第一部 第四集 瀚海日出 第八章 雖遠必誅

連續向北逃亡兩天一夜後,第三天晚上,顏海才敢在大草原深處紮下營盤,暫且歇息。

一路上潰散的敗軍漸漸歸攏到帳下,不知不覺又有了近萬之眾。但所有的牛羊牲畜金銀珠寶都丟失一空,數以萬計的麾下精銳埋身黃土,可謂慘到了極點。

營地里瀰漫著悲傷壓抑的氣氛,每個倖存者都如同驚弓之鳥時不時朝南張望,稍有風吹草動,便會神經質地跳上筋疲力盡的坐騎提刀備戰。

衛青,這個長相斯文的普通漢族男子,從什麼時候起成為了匈奴民族的噩夢?

以往縱橫河套直逼長安,予取予奪的好時光一去不復返。反而,人們開始擔心黑夜裡大漢的鐵騎隆隆轟鳴從天而降,又一次踏入王都龍城。

「小兄弟,吃點兒?」在大營西北角的一堆篝火邊,一名中年匈奴軍官將一塊肉乾遞給旁邊的年輕士兵。

「謝謝。」年輕士兵接過肉乾,用短刀切下一片放入嘴裡慢慢咀嚼。

他臉上的黑灰猶未洗凈,但並不能掩蓋住那張英俊而又帶著匈奴人特有剽悍的臉龐。

身邊的匈奴軍官並不知道,這個年輕士兵雖然能夠說一口流利的本族語言,卻是一個地地道道的漢人,而且不久之前還在戰場上兵戎相見。

他便是孤身追擊折鷹的霍去病。

由於匈奴敗兵多路潰散奔逃,使得他無法鎖定折鷹所在的隊伍。隨著時間飛快流逝,霍去病的搜索卻一直沒能取得進展。

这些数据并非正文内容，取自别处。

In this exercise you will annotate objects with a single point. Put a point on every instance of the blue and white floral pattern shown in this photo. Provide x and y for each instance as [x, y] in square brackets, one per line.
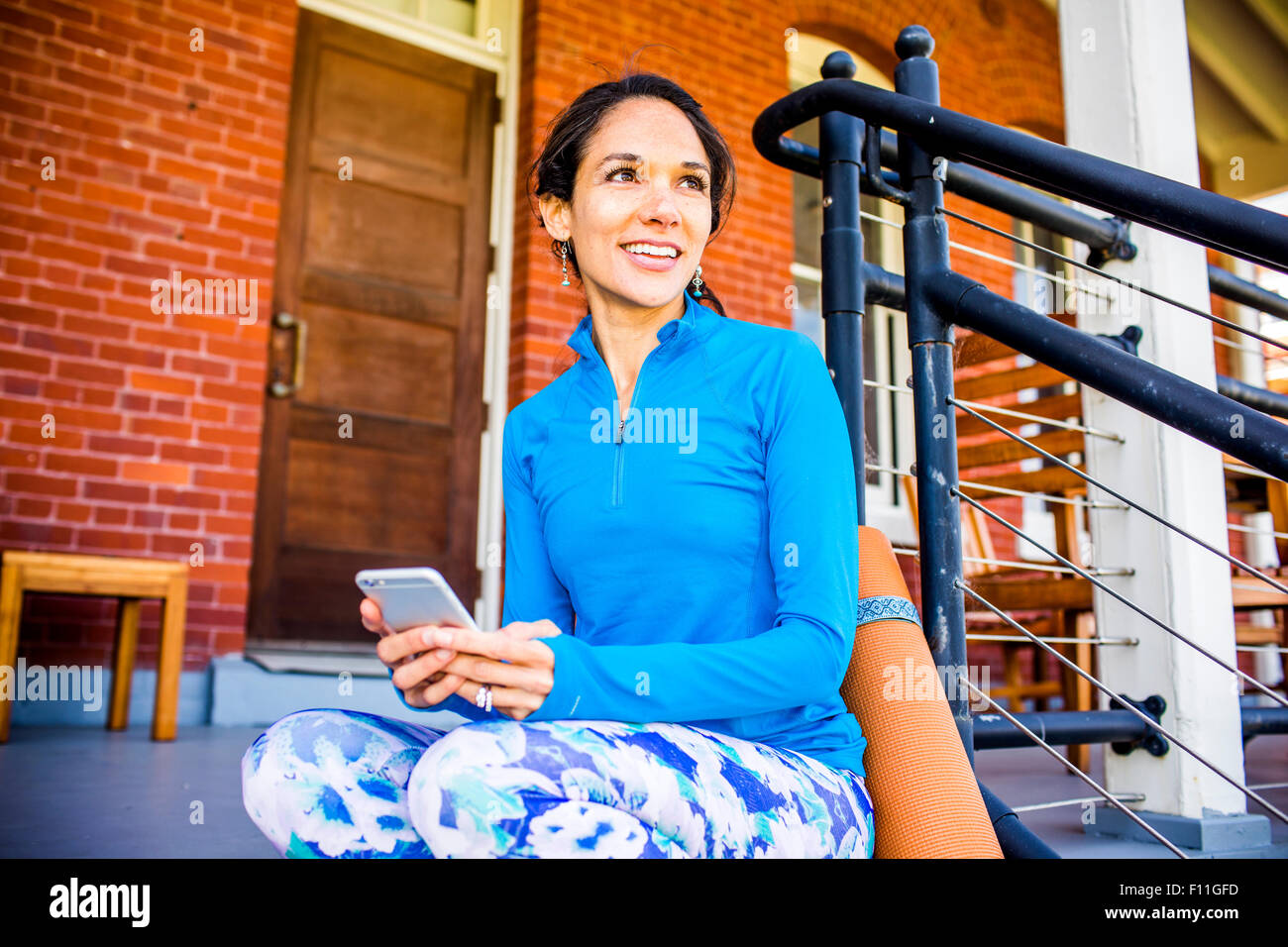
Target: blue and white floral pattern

「也許我應該放棄了。」他非常清楚,自己孤身深入一旦被人發現的後果會是什麼。即使如今的他已突破了「雲龍三現」的境界,較之拓寒也可以絲毫不落下風,但面對匈奴人的千軍萬馬、強橫如北斗宮宮主這般的聖師級人物,亦只能選擇在遭受合圍前御風遁走,以免陷入無休止的苦戰中。

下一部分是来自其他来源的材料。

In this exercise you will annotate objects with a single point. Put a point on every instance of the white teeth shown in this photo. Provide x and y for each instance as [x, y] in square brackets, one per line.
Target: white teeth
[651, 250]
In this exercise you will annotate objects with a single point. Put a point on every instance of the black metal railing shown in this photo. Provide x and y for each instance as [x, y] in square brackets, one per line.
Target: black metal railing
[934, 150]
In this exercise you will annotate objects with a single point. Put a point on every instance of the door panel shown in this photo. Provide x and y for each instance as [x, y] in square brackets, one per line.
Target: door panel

然而這念頭在霍去病的腦海中盤桓良久,最終還是未能阻止他繼續西去的步履。他明白,他欠魯鵬一份情,一條命。當日自己未能救下魯鵬的妹妹,今天已絕不能再坐視他身葬大漠異鄉!

「我這是在發什麼瘋?」霍去病不由揶揄自己,「但我還沒活膩味,更不至於愚蠢到單槍匹馬明火執仗沖入匈奴大軍里去找折鷹麻煩的地步吧?」

他冷靜地想了想,決定改變追擊的方式,覷機殺了一名掉隊的匈奴騎兵,喬裝改扮後化名赫龍,混入了一支數百人的敗軍中。

果不其然,當天夜裡這支敗軍就和顏海的部隊會合,一起向北,馬不停蹄地後撤。

在今晚之前,霍去病尚未打探到折鷹的下落。儘管身為一名四羽射鵰手的他,在匈奴軍中擁有頗高的聲譽,可潰敗之後匈奴大軍建制完全打散,誰也不曉得身邊的人一轉眼又跑到了哪兒去,又或者是否已死在逃亡途中。

霍去病正是憑藉這點順利混入了匈奴軍隊里。他知道,縱然今晚能夠取到解藥也來不及救活魯鵬了。但計畫不會變,他依舊在尋找,在等待!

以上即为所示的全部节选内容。